Wednesday, June 29, 2005

"convenience" food

The other day on Sue's website there was a spirited discussion (and I'll admit, I started it!) about convenience foods. Related thoughts have been running around in my head since then so I thought I would write a bit about my feelings on convenience foods here.

The food in question was Swiss Chalet chicken. My thought: ick. I posted something to that effect, saying a home-roasted, organic free-range chicken would be soooo much tastier. Someone else said sure, but it's nowhere near as convenient. (I think that's arguable, given how little time it takes to prep a chicken for the oven, but ok...)

So the problem du jour is, is convenience a justifiable rationale for a food choice? I think that's debatable, but it depends on the food. I guess a better question is, is convenience a justifiable rationale for a food choice that's bad in pretty much every other way? (ie, nutrition, general ethics.)

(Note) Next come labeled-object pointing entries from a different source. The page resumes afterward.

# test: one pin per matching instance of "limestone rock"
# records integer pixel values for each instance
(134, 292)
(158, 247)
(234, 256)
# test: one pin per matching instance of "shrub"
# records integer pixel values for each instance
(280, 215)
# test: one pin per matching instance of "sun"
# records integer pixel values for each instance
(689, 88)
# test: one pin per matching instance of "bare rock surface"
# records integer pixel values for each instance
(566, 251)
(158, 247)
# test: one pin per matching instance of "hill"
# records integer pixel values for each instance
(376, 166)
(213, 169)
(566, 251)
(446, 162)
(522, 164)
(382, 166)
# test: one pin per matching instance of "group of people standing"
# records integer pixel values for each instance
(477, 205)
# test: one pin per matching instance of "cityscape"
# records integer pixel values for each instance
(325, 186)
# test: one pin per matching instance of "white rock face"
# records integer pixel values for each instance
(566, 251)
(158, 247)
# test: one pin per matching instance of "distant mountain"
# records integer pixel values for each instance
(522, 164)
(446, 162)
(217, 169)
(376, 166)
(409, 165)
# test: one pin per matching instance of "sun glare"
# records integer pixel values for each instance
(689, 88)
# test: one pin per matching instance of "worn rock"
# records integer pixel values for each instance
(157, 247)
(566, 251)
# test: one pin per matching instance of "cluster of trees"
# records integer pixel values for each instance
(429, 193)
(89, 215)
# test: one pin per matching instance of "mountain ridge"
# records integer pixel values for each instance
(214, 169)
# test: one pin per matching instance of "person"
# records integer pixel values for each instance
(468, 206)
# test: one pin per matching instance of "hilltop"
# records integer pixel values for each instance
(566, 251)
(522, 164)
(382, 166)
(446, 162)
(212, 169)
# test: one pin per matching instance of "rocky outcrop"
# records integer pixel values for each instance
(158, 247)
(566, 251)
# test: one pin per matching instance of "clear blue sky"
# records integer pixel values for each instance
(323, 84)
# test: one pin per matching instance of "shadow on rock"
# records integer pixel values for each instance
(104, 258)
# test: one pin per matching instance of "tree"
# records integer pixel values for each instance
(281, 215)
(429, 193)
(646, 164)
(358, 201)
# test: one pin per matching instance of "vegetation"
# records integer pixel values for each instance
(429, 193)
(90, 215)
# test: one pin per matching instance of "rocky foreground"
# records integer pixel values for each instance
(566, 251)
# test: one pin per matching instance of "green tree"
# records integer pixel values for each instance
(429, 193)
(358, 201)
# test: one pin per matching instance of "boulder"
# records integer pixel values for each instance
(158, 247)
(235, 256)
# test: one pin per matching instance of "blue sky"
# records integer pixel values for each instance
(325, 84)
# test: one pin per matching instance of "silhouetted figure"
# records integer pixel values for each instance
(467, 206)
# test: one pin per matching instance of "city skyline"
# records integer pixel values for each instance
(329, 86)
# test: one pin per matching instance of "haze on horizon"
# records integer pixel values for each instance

Last night I experimented with this idea. We are getting ready for a camping trip and I was tired and didn't feel like cooking much, so I stopped by the deli counter at Thrifty's. I picked up 2 chicken legs, some macaroni salad, some marinated veggies and some greek baked beans. So, not terribly heinous choices, nutrition-wise. It couldn't have been any faster, since I had to pick up some groceries anyway. And it was relatively inexpensive. But was it worth it?

Well, the chicken was god-awful. Cooked the right amount, I'll give them that, but the skin was too salty, the flesh completely tasteless, and it was tough and chewy to boot. Bleh. The macaroni salad tasted good for the first few bites and then left a nasty, almost metallic aftertaste that required significant dosing with potato chips to banish. The vegetables were fine, nothing to complain about but nothing to be excited about either. The greek baked beans were initially tasty, but the sauce got too strong the more I ate them, although I did like the dill in them.

I would not make that choice again, I think. Even with nutrition out of the picture, I still don't think I could justify doing that sort of damage to my tastebuds for the sake of convenience again. I will remember that, and I will remember that Stirling can always take chicken out of the freezer in the afternoon, and it takes about 5 minutes to chop up some rosemary, lemon zest and garlic, toss it with the chicken and throw it in the oven. And maybe then I could easily justify the "convenience" of forgoing a salad in favour of throwing some frozen peas in some water, and cooking white rice instead of brown because it's faster.

Now, as for people who justify eating at McDonald's because it's convenient, that's just complete crap. I'm not going to get into that.

I guess the lesson for the day is that there are three factors in every decision: cheap, fast and good. With food, as with most other things in life, the most you will get is 2 out of 3. Personally, I will opt for any combination that includes "good", but good also has to encompass taste AND nutrition. So there will be no more deli-counter meals for me (except maybe from La Collina. Which is not cheap.)

1 Comments:

Blogger Sue said...

Let it be stated for the record that I don't eat Swiss Chalet because it's convenient. In fact, it's damned inconvenient because it takes an hour to arrive. It's also nowhere near as cheap as getting my own bird and tossing it in the oven. I like Swiss Chalet purely for nostalgic purposes. I also only eat it about once a year, because it's hella salty and fatty. It sure beats the crap outta KFC, however.

But as to the matter of taste in this post of yours... I think we all develop standards of what we like to eat. Your lifestyle choice is to cook a lot of food for yourself, and you betcha that's going to taste better (esp. cuz you're a kickass cook) than anything prepared in mass quantities. You also ENJOY cooking at home, more than a lot of people do, I'd say. So for you, there's no doubt that "convenience" foods are a drastic step down in quality and cost.

For me? Some things at Thrifty's are good. Some things aren't. In my case, the food I get from the deli is usually a more nutritious choice than what I might pick up at a fast food restaurant. On nights when I have rowing practice and Artos runs, and a home-cooked meal simply isn't in the cards, then eating deli-cooked food is my best option.